8-3 O1w Asanoyama, Se Terunofuji, M8w Tobizaru

7-4 O2e Takakeisho, M2e Hokutofuji, M2w Wakatakakage, M3e Meisei, M9e Chiyonokuni, M9w Hoshoryu, M12w Aoiyama, M15w Hidenoumi

Showing that his dominant record over Takayasu has been no fluke, ozeki Shodai has made the yusho race quite a bit more suspenseful again with what might have been his best sumo of the tournament. With his record improved to 6-5 he also stands in a much more decent position to avoid going kadoban now. Fellow ozeki Takakeisho is one win away from shedding his own kadoban tag after he dismantled feisty Kiribayama with his trademark sumo, while Asanoyama easily prevailed over Myogiryu to collect his early kachikoshi - and reassert himself in the yusho race, now just one win behind the leader.

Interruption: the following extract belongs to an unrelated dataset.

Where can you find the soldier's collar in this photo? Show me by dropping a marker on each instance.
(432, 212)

In fact three of Takayasu's four pursuers were victorious on Day 11, so it's suddenly a rather crowded field of contenders again. Ozeki hopeful Terunofuji decided to mix things up with an almost HNH-like inashi after the initial charge and quickly defeated the other sekiwake Takanosho afterwards, while Tobizaru narrowly won a seesaw battle against Kotoeko. Just Chiyonokuni wasn't able to move up to 8-3 today, defeated by opponent Daiamami and his own subpar footwork today.

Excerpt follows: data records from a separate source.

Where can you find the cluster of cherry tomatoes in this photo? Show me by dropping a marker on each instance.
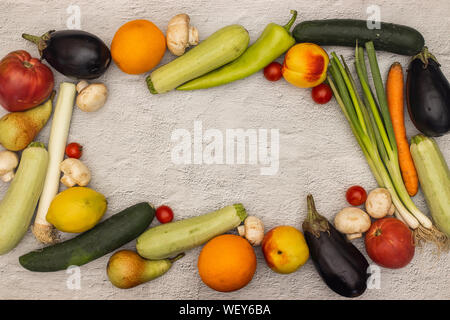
(321, 94)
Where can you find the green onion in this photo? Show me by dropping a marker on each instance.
(370, 121)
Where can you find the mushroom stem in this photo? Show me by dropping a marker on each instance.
(353, 236)
(193, 36)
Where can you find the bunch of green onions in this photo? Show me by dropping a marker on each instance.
(370, 121)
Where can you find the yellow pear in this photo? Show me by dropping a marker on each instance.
(18, 129)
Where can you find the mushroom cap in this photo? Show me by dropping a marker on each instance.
(180, 34)
(352, 220)
(378, 203)
(8, 161)
(76, 170)
(92, 97)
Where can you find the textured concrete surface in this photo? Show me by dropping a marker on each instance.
(128, 147)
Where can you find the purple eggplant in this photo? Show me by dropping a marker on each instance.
(74, 53)
(340, 264)
(428, 95)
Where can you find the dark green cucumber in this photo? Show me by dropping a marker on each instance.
(345, 32)
(104, 238)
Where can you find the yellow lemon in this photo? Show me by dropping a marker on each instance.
(76, 209)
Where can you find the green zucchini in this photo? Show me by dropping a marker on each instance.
(345, 32)
(434, 178)
(170, 239)
(18, 205)
(104, 238)
(223, 46)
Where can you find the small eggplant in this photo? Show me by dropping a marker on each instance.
(428, 95)
(340, 264)
(74, 53)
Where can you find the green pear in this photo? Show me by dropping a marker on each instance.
(18, 129)
(126, 269)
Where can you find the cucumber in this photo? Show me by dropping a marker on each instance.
(170, 239)
(18, 205)
(223, 46)
(434, 178)
(104, 238)
(345, 32)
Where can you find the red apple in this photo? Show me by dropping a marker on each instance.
(390, 243)
(24, 81)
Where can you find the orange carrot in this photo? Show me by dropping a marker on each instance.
(394, 92)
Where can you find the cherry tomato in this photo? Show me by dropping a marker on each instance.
(389, 243)
(273, 71)
(322, 93)
(74, 150)
(356, 195)
(164, 214)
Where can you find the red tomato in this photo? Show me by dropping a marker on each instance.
(390, 243)
(24, 81)
(273, 71)
(322, 93)
(356, 195)
(164, 214)
(74, 150)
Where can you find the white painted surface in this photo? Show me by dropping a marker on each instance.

Things are even more crowded in the yusho arasoi at 7-4, after 7 of 10 rikishi on 4 losses were victorious. (Unlikely as it may be that the yusho score drops below 12-3.) That 7-4 group includes all three high-performing maegashira Hokutofuji, Wakatakakage and Meisei, and with four days to go it's now starting to look very likely that we're headed to a serious crunch in that area of the banzuke. Komusubi Mitakeumi dropped to 5-6 with a loss to Hokutofuji, and perhaps a combination of a makekoshi for him alongside a Terunofuji promotion to ozeki may open up at least one slot in the end. We do know that the next sanyaku will be missing at least one of its current names after yokozuna Kakuryu unexpectedly announced his retirement during the day, but that is unlikely to result in the adding of any lower sanyaku spots, given the banzuke committee's usual habits.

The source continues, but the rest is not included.